Suppose you design an apparatus in which a uniformly charged

Suppose you design an apparatus in which a uniformly charged disk of radius R is to produce an electric field. The field magnitude is most important along the central perpendicular axis of the disk, at a point P at distance 4.70R from the disk (see Figure (a)). Cost analysis suggests that you switch to a ring of the same outer radius R but with inner radius R/4.70 (see Figure (b)). Assume that the ring will have the same surface charge density as the original disk.
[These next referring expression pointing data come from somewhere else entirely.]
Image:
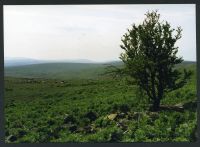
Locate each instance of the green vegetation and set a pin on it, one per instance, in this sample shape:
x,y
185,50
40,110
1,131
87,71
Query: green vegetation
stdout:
x,y
86,107
150,55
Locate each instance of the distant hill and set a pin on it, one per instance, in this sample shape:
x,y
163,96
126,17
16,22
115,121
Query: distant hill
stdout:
x,y
56,70
19,61
65,70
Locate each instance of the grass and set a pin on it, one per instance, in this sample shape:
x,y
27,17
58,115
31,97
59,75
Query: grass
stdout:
x,y
91,108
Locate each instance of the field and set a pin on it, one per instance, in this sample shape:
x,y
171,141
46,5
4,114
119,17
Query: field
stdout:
x,y
76,103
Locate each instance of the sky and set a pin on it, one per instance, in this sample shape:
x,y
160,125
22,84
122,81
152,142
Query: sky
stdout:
x,y
92,32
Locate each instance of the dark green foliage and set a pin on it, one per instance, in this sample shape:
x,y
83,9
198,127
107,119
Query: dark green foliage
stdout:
x,y
150,56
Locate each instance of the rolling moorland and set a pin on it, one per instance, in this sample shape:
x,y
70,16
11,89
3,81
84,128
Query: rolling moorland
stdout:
x,y
76,102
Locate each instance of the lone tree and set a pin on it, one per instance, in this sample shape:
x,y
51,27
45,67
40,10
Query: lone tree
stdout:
x,y
150,56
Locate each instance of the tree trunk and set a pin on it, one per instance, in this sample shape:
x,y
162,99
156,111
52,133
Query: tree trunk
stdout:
x,y
156,105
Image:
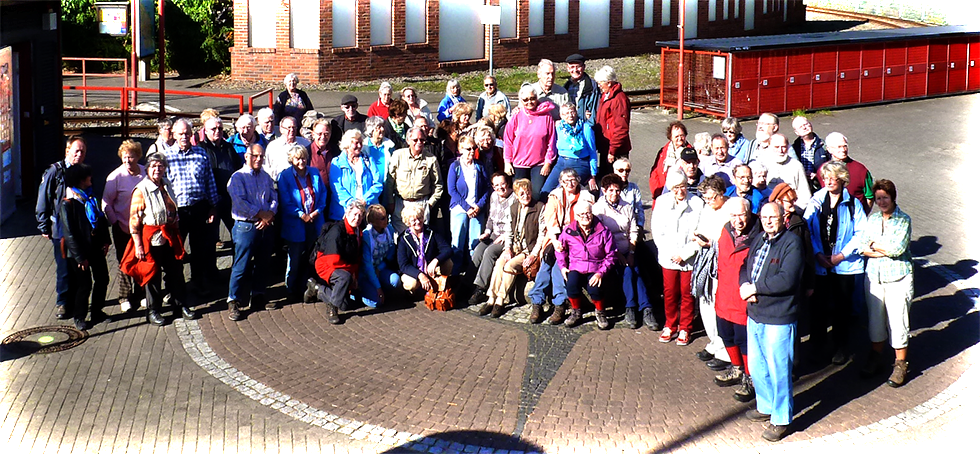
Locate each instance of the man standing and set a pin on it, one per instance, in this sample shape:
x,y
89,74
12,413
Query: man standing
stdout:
x,y
50,195
254,202
417,181
770,283
582,90
197,196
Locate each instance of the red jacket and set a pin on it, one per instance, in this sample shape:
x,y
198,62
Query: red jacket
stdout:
x,y
613,118
729,305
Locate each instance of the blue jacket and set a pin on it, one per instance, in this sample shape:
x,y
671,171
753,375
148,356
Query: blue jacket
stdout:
x,y
850,226
458,190
291,204
343,181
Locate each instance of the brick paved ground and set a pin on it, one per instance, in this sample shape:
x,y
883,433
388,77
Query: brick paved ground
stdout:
x,y
285,381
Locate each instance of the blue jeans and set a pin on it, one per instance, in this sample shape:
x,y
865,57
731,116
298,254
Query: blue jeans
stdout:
x,y
580,165
466,233
61,273
771,364
250,242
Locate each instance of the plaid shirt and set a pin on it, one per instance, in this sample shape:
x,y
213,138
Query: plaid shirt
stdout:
x,y
190,175
893,235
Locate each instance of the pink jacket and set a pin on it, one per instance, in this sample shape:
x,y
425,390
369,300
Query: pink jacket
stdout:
x,y
528,137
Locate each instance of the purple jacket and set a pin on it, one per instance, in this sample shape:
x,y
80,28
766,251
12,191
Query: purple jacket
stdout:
x,y
593,255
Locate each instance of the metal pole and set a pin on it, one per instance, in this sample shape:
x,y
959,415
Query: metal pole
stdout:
x,y
680,64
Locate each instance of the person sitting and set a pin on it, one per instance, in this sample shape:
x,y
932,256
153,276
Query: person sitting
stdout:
x,y
376,277
587,252
422,255
338,258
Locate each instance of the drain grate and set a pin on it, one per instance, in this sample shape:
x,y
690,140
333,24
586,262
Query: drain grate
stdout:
x,y
44,339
If you switch to the ring, by what part will you decrease the electric field magnitude at P?

Solution

taking a ring of width dr of radius r.

surface area of ring = 2 pi r dr

charge on this ring, dq = 2 pi r sigma dr

where sigma = surface charge density

field due to this ring at distance d on central axis from centre.

dE = (k dq / (r^2 + d^2) ) (d / sqrt(r^2 + d^2) )
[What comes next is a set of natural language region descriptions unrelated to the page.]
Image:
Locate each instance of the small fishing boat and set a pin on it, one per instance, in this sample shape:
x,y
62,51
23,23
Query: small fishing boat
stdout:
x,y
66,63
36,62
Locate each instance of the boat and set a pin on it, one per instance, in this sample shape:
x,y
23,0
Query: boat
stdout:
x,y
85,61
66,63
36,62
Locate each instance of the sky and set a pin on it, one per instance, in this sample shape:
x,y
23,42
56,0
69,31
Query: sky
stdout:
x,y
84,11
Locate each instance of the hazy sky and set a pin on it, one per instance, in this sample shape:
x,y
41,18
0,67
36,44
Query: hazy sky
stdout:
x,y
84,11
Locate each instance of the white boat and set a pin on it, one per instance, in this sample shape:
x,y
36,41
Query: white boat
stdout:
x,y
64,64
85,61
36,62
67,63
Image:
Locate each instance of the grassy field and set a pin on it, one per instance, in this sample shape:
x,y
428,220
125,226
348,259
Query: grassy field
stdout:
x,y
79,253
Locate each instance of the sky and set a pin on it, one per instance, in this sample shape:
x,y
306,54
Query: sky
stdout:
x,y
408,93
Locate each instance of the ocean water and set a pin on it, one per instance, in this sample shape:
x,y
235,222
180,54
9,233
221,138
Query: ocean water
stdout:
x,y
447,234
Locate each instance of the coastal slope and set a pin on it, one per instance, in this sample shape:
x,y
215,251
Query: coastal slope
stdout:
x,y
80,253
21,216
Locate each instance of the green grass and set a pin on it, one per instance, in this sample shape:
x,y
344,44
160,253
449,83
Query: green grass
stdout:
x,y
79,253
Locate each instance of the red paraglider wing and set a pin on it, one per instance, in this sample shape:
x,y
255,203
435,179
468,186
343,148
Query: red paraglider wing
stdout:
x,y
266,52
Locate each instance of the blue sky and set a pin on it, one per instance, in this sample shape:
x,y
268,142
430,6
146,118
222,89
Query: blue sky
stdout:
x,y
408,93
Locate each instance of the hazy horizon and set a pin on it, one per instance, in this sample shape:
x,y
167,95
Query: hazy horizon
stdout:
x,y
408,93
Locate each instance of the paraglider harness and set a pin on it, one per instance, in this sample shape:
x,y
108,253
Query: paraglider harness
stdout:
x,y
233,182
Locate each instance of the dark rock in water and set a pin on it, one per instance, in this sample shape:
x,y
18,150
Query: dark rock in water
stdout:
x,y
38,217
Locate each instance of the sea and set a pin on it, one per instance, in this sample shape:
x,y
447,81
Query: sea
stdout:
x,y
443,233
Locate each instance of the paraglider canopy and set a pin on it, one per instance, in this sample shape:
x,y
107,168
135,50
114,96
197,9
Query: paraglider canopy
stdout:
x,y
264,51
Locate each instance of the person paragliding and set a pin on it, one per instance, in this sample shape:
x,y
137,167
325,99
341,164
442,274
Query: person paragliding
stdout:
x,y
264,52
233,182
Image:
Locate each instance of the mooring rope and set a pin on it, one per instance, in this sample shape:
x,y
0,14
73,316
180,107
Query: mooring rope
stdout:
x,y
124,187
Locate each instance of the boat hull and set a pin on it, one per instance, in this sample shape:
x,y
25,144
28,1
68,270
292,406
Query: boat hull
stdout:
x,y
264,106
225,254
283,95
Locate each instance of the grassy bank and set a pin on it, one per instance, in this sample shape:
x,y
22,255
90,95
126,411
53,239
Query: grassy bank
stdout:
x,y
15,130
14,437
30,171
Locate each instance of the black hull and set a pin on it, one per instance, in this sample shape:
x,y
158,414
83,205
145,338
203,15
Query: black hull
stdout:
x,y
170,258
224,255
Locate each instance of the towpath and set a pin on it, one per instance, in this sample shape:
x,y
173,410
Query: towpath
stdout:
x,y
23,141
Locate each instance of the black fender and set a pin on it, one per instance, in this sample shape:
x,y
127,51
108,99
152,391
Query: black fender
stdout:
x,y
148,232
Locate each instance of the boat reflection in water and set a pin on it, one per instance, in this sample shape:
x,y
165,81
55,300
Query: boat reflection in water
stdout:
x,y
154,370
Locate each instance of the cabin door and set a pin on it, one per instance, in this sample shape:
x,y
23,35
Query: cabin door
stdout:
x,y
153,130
dE = (k 2pi d sigma) (r dr / (r^2 + d^2)^3/2 )

INtegrating,

E = (2 pi k d sigma) ( - 1 / sqrt(r^2 + d^2))

where k = 1 / (4 pi e0)

For Disc: r goes from 0 to R. ( and d= 4.70 R)

E = (2 pi k 4.70R sigma) [ 1 / 4.70R - 1 / 4.805R]

E1 = 0.043788 pi k sigma

For ring : from R/4.70 to R

E2 = (2 pi k 4.70R sigma) [ 1 / 4.7048R - 1/4.805R ]

E2 = 0.041658 pi k sigma

E due disc / E due ring = 1.05 times

decrement = (0.043788 - 0.041658) / (0.043788) = 0.05 Or by 5%